Hidden power: The story behind your electric bill

For most of us, the monthly electric bill is a fact of life. Though its share of the household budget rises and falls with consumption, electricity ranks with water, food and shelter as an essential expense. Meeting this demand in homes and businesses across Alabama requires production and distribution on an enormous scale. Because of the unusual relationship between a “captive” market and what is often a single producer, states regulate power companies differently from most other commercial operations. In theory, one part of that regulation is allowing consumers to see how their utility rates are set. This fact sheet examines regulation of Alabama’s largest utility company, with a focus on transparency in the rate-setting process.

Public Utility Regulation Without the Public

There has not been a public rate case for the Alabama Power Company (“Alabama Power” or “the Company”) in 30 years.
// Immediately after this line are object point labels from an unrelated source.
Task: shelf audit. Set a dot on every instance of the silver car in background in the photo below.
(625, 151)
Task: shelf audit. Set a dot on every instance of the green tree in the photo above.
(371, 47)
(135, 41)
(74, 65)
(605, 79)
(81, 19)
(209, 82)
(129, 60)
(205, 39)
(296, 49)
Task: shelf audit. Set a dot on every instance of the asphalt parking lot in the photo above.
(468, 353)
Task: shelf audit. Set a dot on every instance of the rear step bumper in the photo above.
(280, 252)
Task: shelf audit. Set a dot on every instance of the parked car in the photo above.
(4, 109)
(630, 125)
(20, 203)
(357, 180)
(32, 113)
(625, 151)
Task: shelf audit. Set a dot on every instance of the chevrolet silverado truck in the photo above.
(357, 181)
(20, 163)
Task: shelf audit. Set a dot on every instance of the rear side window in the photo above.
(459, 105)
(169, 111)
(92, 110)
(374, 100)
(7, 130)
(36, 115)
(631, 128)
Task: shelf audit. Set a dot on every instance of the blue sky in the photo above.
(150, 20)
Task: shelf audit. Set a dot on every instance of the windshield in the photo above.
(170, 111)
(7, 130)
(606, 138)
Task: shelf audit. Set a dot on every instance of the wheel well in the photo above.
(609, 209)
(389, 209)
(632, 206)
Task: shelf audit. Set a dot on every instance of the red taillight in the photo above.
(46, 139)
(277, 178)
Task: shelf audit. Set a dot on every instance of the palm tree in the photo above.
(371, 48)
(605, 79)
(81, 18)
Instead, the Alabama Public Service Commission (“PSC” or “the Commission”) has a regulatory process that allows Alabama Power to adjust its charges each year without any public evidentiary hearings and, indeed, without any participation by ratepaying consumers whatsoever other than off the-record and after-the-fact comments at an informal hearing that completely lacks public transparency.
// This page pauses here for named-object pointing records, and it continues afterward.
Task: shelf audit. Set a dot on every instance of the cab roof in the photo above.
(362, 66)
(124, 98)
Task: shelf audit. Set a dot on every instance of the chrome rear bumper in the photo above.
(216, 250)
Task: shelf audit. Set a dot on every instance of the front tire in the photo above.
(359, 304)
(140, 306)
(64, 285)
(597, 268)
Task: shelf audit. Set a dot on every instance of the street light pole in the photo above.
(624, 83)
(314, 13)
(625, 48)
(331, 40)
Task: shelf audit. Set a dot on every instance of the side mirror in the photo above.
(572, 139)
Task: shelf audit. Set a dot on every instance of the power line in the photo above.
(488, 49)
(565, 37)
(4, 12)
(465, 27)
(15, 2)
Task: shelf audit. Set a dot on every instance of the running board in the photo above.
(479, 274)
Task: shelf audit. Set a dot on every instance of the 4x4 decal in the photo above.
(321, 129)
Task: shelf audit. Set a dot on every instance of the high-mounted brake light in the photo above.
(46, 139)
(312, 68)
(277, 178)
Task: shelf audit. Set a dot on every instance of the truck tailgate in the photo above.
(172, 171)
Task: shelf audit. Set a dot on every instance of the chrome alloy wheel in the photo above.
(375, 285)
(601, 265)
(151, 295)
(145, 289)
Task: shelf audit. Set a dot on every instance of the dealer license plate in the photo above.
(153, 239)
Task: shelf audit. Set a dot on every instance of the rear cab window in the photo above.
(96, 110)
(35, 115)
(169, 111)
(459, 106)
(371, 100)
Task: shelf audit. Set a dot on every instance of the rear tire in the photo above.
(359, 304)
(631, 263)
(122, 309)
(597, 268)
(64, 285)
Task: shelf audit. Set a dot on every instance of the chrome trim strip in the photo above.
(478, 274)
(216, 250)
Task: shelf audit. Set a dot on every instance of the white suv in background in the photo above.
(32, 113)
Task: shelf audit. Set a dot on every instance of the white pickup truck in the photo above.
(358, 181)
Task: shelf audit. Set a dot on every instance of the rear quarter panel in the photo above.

In fact, the evidence is clear that the PSC specifically adopted this extreme rate-making process in the ’80s in order to protect Alabama Power from having to file for rate increases (as utilities in other states do) and to shield the process from public involvement and scrutiny. Moreover, the Alabama PSC allows Alabama Power to earn a rate of return of between 13.0 percent and 14.5 percent on the common stock investment made by its sole owner, the Southern Company.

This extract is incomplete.